Pity poor Henri-Paul Rousseau who bailed out of the Caisse de depot et placement du Quebec just before the you-know-what hit the fans (sic) in La Belle Province.
He told ranking members of Quebec Inc. yesterday in Montreal, and the great unwashed Quebec public by television, that nothing was his fault. He said he did not leave the Caisse in the summer, just months into his second five-year contract, because the you-know-what was about to hit.
(An interesting project for Quebec’s French-language press would be to see what transactions and relationships Mr. Rousseau’s former employer, the Caisse, had with his new employer and Desmarais-controlled Power Corporation. Most of the French-language newspapers are exempted from this project because of conflicts. They are owned by the Desmarais family. But I digress.)
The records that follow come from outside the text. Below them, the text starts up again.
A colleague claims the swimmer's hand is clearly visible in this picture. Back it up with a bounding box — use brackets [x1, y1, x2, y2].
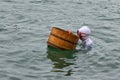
[66, 30, 72, 34]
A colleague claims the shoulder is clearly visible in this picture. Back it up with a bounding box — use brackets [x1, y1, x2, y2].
[86, 38, 94, 47]
[84, 38, 94, 51]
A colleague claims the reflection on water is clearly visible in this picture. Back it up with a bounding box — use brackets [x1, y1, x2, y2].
[47, 46, 76, 76]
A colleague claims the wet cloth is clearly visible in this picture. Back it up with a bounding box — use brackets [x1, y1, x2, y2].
[77, 26, 94, 51]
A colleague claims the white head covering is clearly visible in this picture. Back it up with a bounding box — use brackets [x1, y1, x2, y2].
[78, 26, 91, 35]
[78, 26, 91, 40]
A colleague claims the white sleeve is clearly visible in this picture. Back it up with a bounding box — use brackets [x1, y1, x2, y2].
[85, 40, 94, 51]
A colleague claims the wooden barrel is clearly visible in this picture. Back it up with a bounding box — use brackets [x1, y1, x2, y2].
[47, 27, 79, 50]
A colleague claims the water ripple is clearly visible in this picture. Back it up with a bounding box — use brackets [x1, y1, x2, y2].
[9, 76, 21, 80]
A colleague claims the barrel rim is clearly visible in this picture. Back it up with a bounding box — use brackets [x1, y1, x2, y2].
[52, 27, 79, 38]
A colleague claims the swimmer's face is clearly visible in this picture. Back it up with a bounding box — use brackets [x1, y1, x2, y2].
[77, 30, 83, 40]
[77, 30, 89, 40]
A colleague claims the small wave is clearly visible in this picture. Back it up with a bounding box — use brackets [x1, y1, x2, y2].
[29, 0, 56, 4]
[99, 18, 120, 21]
[2, 0, 17, 3]
[0, 28, 7, 32]
[9, 76, 21, 80]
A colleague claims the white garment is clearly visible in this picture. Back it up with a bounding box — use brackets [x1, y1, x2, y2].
[78, 38, 94, 51]
[77, 26, 94, 51]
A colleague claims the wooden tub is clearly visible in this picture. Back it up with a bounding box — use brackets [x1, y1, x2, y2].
[47, 27, 79, 50]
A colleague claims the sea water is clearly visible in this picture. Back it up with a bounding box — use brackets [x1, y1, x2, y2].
[0, 0, 120, 80]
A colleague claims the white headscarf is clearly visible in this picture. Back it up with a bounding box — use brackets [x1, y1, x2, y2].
[78, 26, 91, 40]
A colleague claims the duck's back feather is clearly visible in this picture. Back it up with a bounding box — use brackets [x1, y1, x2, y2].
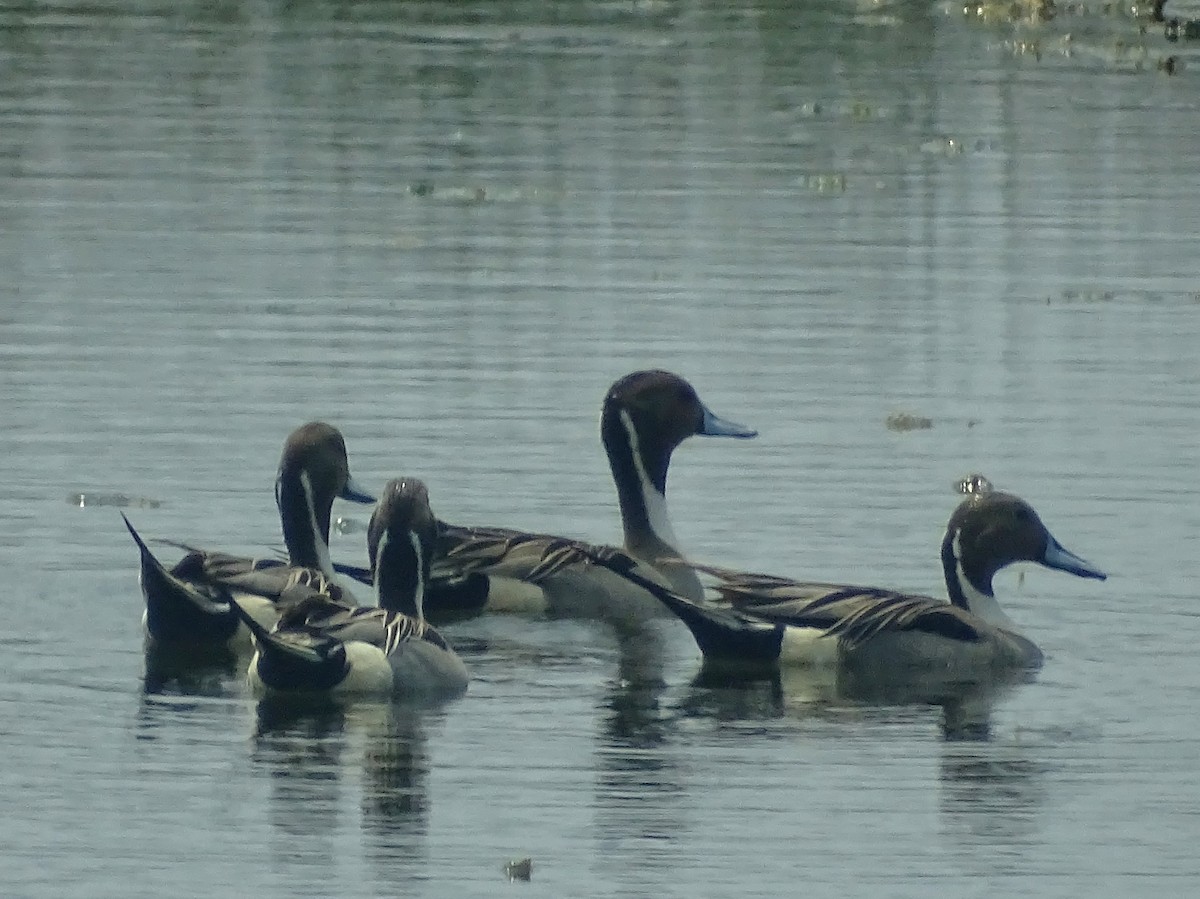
[688, 561, 989, 648]
[432, 527, 672, 625]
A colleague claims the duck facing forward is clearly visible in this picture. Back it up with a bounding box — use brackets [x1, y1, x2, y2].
[232, 478, 468, 701]
[420, 370, 756, 627]
[125, 421, 374, 652]
[584, 477, 1106, 682]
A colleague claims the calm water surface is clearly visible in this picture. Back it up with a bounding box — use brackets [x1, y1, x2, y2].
[1, 0, 1198, 896]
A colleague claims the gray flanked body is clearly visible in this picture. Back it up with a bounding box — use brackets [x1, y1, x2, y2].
[428, 370, 756, 629]
[126, 421, 374, 652]
[235, 478, 468, 701]
[584, 480, 1107, 685]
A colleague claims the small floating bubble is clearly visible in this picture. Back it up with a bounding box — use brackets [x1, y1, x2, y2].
[334, 516, 368, 535]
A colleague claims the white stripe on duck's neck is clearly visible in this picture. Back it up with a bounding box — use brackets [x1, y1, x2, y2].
[373, 527, 390, 611]
[949, 531, 1017, 631]
[300, 471, 335, 580]
[408, 530, 426, 622]
[618, 409, 682, 552]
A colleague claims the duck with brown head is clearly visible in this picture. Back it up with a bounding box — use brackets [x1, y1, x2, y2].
[424, 370, 756, 628]
[581, 476, 1106, 687]
[124, 421, 375, 654]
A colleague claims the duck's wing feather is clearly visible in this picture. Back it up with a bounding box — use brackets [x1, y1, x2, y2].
[433, 524, 630, 585]
[168, 548, 346, 602]
[435, 520, 545, 555]
[687, 562, 987, 648]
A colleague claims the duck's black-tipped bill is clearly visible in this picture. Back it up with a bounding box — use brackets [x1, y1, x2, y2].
[1042, 537, 1106, 581]
[699, 405, 757, 439]
[340, 474, 376, 504]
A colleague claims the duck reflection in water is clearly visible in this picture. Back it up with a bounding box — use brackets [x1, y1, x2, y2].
[677, 658, 1023, 743]
[939, 733, 1049, 849]
[251, 699, 435, 888]
[141, 641, 242, 697]
[593, 621, 689, 888]
[252, 698, 349, 884]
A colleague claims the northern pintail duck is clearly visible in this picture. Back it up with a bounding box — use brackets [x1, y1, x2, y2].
[583, 477, 1106, 679]
[231, 478, 468, 700]
[125, 421, 375, 651]
[423, 370, 756, 627]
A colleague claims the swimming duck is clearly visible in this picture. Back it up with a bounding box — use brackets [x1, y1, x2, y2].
[418, 370, 757, 627]
[581, 477, 1106, 679]
[231, 478, 468, 700]
[125, 421, 375, 651]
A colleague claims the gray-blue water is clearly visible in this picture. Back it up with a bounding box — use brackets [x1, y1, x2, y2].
[2, 1, 1198, 895]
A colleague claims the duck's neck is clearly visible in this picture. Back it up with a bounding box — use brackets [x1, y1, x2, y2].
[277, 470, 335, 579]
[373, 529, 425, 619]
[941, 530, 1018, 631]
[604, 408, 682, 558]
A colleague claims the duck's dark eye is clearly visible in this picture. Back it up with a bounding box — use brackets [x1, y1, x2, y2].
[1014, 507, 1032, 523]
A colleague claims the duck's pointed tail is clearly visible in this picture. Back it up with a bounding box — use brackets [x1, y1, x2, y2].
[581, 548, 784, 666]
[228, 596, 347, 694]
[122, 513, 238, 646]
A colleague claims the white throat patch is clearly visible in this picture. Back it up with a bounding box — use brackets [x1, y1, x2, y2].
[619, 409, 681, 551]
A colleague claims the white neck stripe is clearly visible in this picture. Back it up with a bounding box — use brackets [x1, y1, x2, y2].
[409, 531, 426, 622]
[951, 532, 1017, 630]
[618, 409, 680, 551]
[300, 471, 334, 579]
[373, 529, 388, 610]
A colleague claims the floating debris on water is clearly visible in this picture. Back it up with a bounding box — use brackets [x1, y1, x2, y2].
[798, 172, 847, 193]
[919, 136, 964, 156]
[961, 0, 1056, 25]
[885, 411, 933, 432]
[1060, 288, 1117, 303]
[407, 180, 563, 204]
[70, 492, 161, 509]
[504, 858, 533, 882]
[958, 0, 1178, 74]
[1164, 17, 1200, 41]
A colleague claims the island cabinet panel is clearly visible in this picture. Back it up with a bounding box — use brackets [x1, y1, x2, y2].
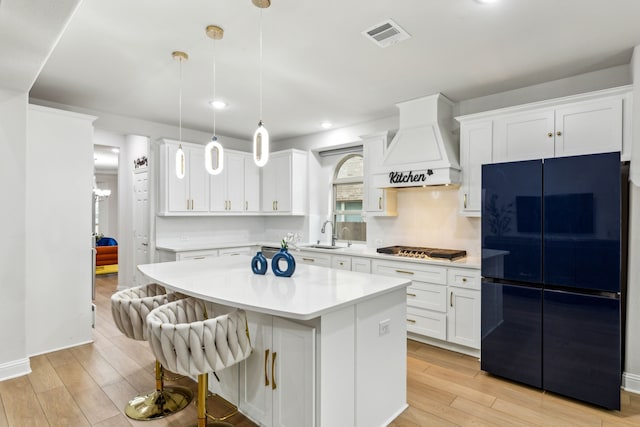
[240, 312, 316, 427]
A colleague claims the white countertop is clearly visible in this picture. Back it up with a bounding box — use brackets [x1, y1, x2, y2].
[155, 240, 481, 269]
[138, 255, 411, 321]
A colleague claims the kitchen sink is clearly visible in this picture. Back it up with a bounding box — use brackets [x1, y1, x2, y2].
[307, 244, 342, 250]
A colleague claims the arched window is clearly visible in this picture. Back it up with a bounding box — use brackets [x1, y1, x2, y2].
[333, 154, 366, 243]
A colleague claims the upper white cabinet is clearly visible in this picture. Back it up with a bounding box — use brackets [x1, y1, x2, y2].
[493, 97, 623, 162]
[157, 141, 267, 216]
[210, 151, 247, 213]
[456, 86, 631, 217]
[362, 132, 397, 217]
[458, 120, 492, 216]
[159, 140, 209, 214]
[261, 149, 308, 215]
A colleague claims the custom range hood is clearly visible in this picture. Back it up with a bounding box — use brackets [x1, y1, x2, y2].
[371, 93, 461, 188]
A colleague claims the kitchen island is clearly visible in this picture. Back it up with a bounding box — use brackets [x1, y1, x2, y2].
[138, 255, 411, 427]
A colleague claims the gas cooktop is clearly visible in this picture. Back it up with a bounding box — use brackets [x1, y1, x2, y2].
[376, 245, 467, 261]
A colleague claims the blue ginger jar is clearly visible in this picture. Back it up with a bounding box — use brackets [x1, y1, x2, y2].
[272, 247, 296, 277]
[251, 251, 268, 275]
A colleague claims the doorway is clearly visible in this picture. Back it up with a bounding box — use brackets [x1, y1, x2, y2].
[93, 144, 119, 277]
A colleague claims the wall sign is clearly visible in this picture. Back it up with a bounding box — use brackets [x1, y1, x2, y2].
[388, 169, 433, 184]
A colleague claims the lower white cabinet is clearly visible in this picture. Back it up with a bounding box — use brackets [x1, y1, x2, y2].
[219, 246, 252, 257]
[176, 249, 218, 261]
[351, 257, 371, 273]
[372, 259, 481, 353]
[295, 250, 331, 268]
[331, 255, 351, 271]
[240, 312, 316, 427]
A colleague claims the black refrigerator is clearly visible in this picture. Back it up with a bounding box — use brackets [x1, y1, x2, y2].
[481, 151, 625, 410]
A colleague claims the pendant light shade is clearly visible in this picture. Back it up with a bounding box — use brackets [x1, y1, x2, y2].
[205, 25, 225, 175]
[172, 50, 188, 179]
[253, 2, 270, 167]
[253, 120, 269, 167]
[175, 146, 186, 179]
[205, 136, 224, 175]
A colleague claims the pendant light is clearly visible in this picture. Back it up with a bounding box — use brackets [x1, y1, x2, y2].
[173, 51, 188, 179]
[252, 0, 270, 167]
[204, 25, 224, 175]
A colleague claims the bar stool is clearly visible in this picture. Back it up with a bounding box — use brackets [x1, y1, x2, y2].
[110, 283, 193, 420]
[146, 297, 252, 427]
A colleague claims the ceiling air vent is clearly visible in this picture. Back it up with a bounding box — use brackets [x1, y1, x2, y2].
[362, 19, 411, 48]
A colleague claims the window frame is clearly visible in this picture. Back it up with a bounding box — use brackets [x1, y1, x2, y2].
[332, 153, 365, 243]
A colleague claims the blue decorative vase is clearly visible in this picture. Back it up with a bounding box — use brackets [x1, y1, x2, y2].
[272, 248, 296, 277]
[251, 251, 268, 275]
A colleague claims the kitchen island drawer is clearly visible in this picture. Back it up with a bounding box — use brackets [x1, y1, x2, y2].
[371, 260, 447, 284]
[448, 268, 481, 290]
[406, 307, 446, 340]
[295, 250, 331, 267]
[406, 281, 447, 312]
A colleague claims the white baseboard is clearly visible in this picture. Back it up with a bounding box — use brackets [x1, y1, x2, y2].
[28, 339, 94, 358]
[623, 371, 640, 395]
[0, 358, 31, 381]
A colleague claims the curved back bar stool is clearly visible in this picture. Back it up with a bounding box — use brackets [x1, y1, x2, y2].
[147, 297, 252, 427]
[110, 283, 193, 420]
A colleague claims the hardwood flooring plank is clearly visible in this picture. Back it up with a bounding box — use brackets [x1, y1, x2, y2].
[0, 396, 9, 427]
[55, 361, 121, 424]
[92, 413, 132, 427]
[0, 376, 49, 426]
[37, 386, 90, 427]
[70, 343, 124, 388]
[388, 405, 458, 427]
[450, 396, 535, 427]
[46, 348, 77, 369]
[413, 369, 496, 407]
[28, 354, 64, 393]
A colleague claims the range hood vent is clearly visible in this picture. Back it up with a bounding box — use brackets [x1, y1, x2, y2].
[362, 19, 411, 48]
[371, 93, 461, 188]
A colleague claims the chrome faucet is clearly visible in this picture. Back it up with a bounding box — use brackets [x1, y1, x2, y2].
[321, 220, 337, 246]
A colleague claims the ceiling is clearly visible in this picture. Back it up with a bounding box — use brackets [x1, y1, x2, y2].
[18, 1, 640, 141]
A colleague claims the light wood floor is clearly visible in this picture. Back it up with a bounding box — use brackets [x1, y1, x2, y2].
[0, 275, 638, 426]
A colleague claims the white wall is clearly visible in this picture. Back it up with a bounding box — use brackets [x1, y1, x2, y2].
[0, 89, 29, 379]
[624, 46, 640, 393]
[25, 105, 95, 356]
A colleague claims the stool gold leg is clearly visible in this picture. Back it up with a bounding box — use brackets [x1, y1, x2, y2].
[192, 373, 234, 427]
[124, 360, 193, 420]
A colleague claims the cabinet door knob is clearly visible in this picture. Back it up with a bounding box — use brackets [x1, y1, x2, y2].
[547, 132, 553, 138]
[556, 131, 562, 136]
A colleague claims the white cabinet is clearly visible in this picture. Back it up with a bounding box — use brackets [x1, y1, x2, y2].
[351, 257, 371, 273]
[210, 151, 244, 213]
[210, 151, 261, 213]
[244, 156, 261, 213]
[160, 140, 209, 214]
[362, 132, 397, 216]
[175, 249, 218, 261]
[240, 312, 315, 427]
[372, 259, 481, 354]
[458, 120, 493, 216]
[295, 250, 331, 268]
[493, 95, 624, 163]
[331, 255, 352, 271]
[261, 149, 308, 215]
[447, 268, 481, 349]
[219, 246, 252, 257]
Mr. Rousseau made the same rigorous defense that has characterized all the architects of the failure of the world’s financial institutions from the I-didn’t-do-anything-wrong John Thain, of Merrill Lynch infamy, to the rules-shouldn’t-apply-to-us gang on Wall Street.
They think the writedown rules on asset-backed paper, real estate, currencies and stock markets should be revised so we can all pretend that prices haven’t collapsed. That’s like asking authorities to revise all our dates of birth so we can all pretend we are younger than we are.
Wah?
All this whining leaves me wondering just who was in charge of the Caisse de depot’s operations when Mr. Rousseau was in charge? Who is to blame for its 25% catastrophic losses if not those who were paid lots of money, and even got generous performance bonuses, like Mr. Rousseau? Wasn’t he and the others supposed to steer the Caisse around the shoals of financial markets?
More questions remain
A reader suggests that provincial authorities and others look at the Caisse and the asset-backed paper fiasco that caused billions in writedowns for the pension giant.
Seems the Caisse was not a victim of this market so much as an eager participant and pioneer in the peddling of this stuff.
On October 23, 2006, my colleague Barry Critchley wrote about the IPO of Coventree Capital Group Inc., a firm at the center of the asset-backed paper industry.
“The prospectus indicates that Coventree's largest shareholder, Quebec's Caisse de depot et placement du Quebec, will be the biggest seller in the IPO. The Caisse owns 4.817 million shares (or a 28.96% stake) and plans to sell 3.155 million shares. If things work out, the Caisse, which is selling 83.2% of the shares on offer, will end up with 1.661 million shares, or a 9.99% stake in the publicly listed Coventree,” he wrote.
The reader added that the Caisse was a willing partner from inception then benefited from a sell off Coventree despite a downgrade by a rating agency of these securities.